Bi-functional carbon doped and decorated ZnO nanorods for enhanced pH monitoring of dairy milk and adsorption of hazardous dyes

This study demonstrates a simple and low-cost process for the in-situ doping and decoration of ZnO nanorods with carbon (CC–ZnO). In CC–ZnO, C-doping decreased the charge density (1.75 × 1018 cm−3) at the non-active sites of ZnO and decreased the charge transfer resistance (101 Ω) at the C-doped-ZnO/electrolyte interface by suppressing native defects and reducing the Schottky barrier height (–0.20 eV), respectively. Moreover, C-decoration enhanced the amphoteric performances of ZnO to react efficiently with H+ and OH− ions in an aqueous electrolyte, demonstrating a high pH sensitivity (48 mV/pH) and fast response time (7 s). Moreover, C-decoration enhanced the dispersion stability (92 h for 7.5 mg/mL concentration) and surface area (43.08 m2·g−1) of CC–ZnO in liquid phase, improving the monolayer adsorption capacity (119.40 mg/g) for the removal of rhodamine B (RhB) from aqueous solution. The optimum concentration and pH value of CC–ZnO and aqueous solution were determined to be 25 mg and 6.5, respectively, for maximum (84 %) removal of RhB in the initial five hours of reaction. Adsorption rate analysis revealed that CC–ZnO removed RhB through pseudo-second-order kinetics.

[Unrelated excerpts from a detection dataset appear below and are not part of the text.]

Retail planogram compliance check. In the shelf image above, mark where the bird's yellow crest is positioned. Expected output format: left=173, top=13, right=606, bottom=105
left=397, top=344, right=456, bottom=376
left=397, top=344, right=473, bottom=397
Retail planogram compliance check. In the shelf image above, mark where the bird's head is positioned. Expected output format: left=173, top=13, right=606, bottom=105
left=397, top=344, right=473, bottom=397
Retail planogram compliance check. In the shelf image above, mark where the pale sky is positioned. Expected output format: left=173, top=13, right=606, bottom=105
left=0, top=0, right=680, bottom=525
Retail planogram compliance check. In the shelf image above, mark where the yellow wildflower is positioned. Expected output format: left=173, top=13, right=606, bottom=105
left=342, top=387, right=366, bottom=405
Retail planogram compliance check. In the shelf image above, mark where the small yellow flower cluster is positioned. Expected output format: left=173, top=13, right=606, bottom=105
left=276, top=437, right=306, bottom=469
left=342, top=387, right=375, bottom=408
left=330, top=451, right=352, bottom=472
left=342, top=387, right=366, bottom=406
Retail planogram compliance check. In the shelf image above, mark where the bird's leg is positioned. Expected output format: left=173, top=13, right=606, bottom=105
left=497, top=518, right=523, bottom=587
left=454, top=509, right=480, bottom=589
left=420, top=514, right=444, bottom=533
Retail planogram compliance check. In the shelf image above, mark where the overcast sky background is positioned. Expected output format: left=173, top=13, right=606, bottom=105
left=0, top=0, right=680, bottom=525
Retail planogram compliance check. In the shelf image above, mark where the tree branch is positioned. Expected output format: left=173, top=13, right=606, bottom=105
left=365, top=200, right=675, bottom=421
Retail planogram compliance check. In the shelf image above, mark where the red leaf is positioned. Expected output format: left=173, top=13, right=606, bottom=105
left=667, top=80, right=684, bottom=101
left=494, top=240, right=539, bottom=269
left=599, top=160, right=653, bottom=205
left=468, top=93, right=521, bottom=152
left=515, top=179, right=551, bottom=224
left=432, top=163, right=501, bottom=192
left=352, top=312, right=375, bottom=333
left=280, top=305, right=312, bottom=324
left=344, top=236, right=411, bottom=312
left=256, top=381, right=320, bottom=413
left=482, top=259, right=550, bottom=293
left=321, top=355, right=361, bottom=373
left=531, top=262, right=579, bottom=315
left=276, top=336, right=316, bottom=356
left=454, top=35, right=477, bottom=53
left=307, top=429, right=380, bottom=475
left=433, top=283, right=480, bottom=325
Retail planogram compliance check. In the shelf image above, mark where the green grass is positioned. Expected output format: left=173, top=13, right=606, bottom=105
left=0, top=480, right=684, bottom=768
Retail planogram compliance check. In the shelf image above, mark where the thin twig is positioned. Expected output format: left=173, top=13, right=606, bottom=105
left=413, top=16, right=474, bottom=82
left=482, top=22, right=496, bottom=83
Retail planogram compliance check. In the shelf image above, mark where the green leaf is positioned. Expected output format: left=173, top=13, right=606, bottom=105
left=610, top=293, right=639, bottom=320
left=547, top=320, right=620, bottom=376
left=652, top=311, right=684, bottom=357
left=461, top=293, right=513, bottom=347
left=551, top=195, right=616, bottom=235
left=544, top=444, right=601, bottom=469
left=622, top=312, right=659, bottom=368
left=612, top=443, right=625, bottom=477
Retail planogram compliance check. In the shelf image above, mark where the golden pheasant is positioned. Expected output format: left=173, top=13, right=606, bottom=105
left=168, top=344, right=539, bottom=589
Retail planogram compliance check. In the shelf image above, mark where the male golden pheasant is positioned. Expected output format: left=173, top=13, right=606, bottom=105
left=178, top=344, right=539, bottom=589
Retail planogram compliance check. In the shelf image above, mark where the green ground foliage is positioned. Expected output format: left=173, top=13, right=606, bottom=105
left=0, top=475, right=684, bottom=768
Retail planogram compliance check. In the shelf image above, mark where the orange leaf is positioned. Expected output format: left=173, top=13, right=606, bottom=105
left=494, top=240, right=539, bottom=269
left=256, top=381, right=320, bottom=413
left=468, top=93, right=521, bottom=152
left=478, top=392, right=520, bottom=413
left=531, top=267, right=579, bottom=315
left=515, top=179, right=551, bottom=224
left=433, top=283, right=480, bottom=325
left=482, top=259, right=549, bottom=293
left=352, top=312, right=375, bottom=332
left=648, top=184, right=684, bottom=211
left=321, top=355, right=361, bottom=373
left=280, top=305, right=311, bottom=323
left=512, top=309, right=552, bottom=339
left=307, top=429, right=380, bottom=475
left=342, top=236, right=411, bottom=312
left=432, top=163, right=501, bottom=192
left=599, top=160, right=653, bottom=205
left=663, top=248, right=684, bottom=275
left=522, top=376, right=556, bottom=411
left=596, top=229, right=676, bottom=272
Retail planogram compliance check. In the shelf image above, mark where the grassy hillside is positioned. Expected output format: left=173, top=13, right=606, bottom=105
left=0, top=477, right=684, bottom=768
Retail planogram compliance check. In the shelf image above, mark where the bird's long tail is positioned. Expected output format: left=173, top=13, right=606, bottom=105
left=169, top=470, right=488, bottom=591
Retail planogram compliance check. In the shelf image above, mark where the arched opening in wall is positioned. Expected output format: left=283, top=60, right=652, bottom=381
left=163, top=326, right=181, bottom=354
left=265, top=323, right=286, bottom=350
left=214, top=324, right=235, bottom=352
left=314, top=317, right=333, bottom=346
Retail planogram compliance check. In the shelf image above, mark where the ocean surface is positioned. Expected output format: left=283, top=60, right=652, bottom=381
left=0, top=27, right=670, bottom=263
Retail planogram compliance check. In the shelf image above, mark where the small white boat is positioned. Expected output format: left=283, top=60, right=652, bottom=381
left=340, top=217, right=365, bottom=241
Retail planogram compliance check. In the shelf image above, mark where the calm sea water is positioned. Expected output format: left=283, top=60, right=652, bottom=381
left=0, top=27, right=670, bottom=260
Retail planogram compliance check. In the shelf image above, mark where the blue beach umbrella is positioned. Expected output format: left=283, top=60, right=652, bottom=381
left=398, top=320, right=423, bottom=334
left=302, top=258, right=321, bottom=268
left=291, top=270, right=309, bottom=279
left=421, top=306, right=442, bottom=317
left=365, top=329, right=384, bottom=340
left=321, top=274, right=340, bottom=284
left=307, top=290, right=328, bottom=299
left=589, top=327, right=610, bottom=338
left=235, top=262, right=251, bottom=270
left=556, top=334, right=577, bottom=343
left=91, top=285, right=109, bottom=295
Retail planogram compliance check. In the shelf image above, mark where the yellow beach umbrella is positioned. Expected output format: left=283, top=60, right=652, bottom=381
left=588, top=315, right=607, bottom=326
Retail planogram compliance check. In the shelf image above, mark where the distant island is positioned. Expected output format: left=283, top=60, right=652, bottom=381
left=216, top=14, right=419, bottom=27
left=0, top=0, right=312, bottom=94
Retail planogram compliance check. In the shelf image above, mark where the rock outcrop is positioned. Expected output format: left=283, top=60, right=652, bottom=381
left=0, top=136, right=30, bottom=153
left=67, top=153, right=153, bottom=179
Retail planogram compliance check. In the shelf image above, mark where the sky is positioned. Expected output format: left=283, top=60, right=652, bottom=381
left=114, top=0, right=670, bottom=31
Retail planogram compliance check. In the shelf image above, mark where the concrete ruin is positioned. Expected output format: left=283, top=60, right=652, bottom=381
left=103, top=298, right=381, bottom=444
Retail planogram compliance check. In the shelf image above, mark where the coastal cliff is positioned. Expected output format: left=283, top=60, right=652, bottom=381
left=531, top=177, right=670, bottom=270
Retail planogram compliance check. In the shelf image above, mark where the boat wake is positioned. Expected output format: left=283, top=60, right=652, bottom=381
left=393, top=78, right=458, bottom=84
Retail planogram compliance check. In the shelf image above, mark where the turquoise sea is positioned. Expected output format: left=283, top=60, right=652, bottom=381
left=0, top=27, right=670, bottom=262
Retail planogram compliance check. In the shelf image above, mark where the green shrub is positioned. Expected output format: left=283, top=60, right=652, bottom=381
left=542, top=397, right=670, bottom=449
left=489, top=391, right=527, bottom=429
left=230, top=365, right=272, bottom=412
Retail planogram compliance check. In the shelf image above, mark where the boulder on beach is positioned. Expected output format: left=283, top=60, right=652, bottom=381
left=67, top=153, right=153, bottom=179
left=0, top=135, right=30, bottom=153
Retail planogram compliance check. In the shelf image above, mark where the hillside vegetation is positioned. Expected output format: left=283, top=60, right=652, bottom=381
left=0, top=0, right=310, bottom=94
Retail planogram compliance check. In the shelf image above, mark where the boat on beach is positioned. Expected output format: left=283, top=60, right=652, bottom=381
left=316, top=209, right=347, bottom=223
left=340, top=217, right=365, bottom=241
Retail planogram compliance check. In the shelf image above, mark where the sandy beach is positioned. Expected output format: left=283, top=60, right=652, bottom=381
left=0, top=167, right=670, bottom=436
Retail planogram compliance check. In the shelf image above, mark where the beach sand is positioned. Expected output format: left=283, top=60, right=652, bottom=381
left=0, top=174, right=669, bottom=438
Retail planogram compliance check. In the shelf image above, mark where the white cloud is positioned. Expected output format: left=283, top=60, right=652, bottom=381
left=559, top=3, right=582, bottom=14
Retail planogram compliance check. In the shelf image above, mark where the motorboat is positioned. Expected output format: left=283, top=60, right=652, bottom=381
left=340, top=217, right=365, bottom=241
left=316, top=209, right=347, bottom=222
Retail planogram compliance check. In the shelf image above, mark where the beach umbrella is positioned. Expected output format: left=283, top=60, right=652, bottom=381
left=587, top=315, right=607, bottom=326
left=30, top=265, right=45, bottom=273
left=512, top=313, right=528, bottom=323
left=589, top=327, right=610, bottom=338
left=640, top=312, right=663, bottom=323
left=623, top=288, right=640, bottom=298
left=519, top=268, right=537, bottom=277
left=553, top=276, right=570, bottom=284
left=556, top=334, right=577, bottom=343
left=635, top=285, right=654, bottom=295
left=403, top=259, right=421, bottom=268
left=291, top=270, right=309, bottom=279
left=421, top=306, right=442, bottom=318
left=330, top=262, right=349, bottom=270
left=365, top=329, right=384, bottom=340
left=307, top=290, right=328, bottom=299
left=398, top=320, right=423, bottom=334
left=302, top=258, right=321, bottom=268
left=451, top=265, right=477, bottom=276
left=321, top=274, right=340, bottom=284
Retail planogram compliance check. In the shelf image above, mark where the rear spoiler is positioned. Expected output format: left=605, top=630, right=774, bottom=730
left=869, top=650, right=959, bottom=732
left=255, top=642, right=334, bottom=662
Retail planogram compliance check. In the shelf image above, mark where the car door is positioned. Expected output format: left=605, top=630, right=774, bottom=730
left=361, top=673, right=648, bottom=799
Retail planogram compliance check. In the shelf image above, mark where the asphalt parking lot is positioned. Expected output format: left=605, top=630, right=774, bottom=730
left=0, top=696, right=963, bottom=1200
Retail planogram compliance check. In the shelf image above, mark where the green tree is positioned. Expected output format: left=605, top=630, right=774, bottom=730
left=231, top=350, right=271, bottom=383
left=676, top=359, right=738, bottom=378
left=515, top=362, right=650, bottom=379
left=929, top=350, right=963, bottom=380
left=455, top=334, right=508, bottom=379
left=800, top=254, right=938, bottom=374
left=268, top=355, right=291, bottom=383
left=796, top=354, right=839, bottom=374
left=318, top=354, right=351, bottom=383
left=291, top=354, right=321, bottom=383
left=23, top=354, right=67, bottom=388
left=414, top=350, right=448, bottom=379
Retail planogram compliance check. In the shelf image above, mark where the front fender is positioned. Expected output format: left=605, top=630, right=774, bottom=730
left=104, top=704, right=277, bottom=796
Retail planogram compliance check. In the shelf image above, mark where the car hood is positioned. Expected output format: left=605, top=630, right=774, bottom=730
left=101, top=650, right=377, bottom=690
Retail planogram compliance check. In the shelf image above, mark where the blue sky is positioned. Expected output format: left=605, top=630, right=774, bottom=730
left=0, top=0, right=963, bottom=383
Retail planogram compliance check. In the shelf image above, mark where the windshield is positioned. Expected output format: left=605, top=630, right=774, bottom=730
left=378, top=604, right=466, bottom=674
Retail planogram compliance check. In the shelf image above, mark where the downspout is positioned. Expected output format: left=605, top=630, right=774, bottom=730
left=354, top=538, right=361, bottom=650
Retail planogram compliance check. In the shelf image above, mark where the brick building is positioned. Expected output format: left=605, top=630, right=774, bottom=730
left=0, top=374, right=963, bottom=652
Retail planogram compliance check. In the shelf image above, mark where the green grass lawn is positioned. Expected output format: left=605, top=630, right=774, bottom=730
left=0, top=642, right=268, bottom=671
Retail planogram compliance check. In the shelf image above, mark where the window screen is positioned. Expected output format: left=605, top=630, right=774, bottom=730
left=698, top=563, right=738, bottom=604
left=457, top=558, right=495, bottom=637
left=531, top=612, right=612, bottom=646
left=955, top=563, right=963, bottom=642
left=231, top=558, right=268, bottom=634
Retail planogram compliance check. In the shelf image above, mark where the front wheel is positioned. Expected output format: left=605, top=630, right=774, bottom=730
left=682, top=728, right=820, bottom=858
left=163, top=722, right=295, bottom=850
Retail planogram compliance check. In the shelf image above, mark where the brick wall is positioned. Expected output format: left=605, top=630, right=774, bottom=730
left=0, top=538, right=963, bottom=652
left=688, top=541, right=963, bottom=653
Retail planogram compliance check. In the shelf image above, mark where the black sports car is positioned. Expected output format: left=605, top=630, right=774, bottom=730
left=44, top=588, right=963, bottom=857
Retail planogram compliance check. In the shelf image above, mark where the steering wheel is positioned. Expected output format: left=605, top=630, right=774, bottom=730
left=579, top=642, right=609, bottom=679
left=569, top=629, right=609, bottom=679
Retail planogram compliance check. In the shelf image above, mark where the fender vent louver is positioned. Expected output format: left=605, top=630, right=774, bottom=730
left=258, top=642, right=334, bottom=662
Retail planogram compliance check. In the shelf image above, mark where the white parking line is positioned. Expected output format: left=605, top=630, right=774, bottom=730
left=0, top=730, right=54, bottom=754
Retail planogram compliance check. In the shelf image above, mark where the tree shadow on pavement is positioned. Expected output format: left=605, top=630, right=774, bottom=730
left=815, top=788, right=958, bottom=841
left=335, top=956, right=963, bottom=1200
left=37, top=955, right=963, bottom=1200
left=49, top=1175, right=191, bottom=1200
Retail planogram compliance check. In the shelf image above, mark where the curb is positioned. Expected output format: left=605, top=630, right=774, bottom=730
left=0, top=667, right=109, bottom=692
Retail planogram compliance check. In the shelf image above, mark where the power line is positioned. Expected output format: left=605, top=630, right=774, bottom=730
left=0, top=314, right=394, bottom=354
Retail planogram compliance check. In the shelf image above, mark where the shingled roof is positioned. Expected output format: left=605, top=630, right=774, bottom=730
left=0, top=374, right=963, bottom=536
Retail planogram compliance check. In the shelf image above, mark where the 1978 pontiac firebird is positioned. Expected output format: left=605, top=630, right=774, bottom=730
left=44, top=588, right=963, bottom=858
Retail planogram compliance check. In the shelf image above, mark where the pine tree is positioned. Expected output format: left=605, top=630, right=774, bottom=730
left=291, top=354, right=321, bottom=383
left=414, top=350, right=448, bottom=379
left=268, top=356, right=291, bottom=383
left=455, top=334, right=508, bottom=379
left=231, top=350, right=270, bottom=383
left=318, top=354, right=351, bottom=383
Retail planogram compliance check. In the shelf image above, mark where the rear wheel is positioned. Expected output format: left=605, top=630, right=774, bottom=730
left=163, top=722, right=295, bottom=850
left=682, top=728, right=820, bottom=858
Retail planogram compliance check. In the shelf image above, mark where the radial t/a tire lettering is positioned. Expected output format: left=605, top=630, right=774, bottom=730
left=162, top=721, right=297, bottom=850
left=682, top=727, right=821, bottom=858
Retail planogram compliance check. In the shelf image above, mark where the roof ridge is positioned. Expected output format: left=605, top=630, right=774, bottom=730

Adsorption of hazardous dyes on functionalized multiwalled carbon nanotubes in single and binary systems: Experimental study and physicochemical interpretation of the adsorption mechanism

The crystal violet (CV) and rhodamine B (RhB) dyes were selected in this paper to study their adsorption on functionalized multiwalled carbon nanotubes (MCN). Adsorbent morphology and its corresponding physicochemical properties were characterized by applying various experimental techniques namely SEM, XRD and FTIR. Results of phenomenological modeling and the experimental adsorption data showed that the adsorption capacities of both dyes in single solutions were similar. However, synergistic and antagonistic adsorption effects were observed in binary solutions. Results indicated that the CV dye molecule was practically adsorbed in a double amount in comparison to the RhB dye molecule at most of the adsorption temperatures. Saturation adsorption capacities ranged from 0.57 to 0.86 mmol/g and from 0.75 to 0.88 mmol/g for CV and RB dyes at 298–328 K, respectively. It has been concluded that the size of dye molecule played a negligible role during the adsorption. CV and RhB dye molecules can interact with the same functional groups of the adsorbent. A competitive statistical physics model was reliable to predict the multicomponent adsorption behavior of these dyes. The adsorption orientation of both dyes was discussed using the results of the physical modeling and a possible theoretical mechanism was proposed based on the estimated adsorption energies. Finally, the effect of temperature on the adsorbent performance for both single and binary dye solutions was analyzed providing a clear understanding of the observed trends in the experimental dye adsorption capacities.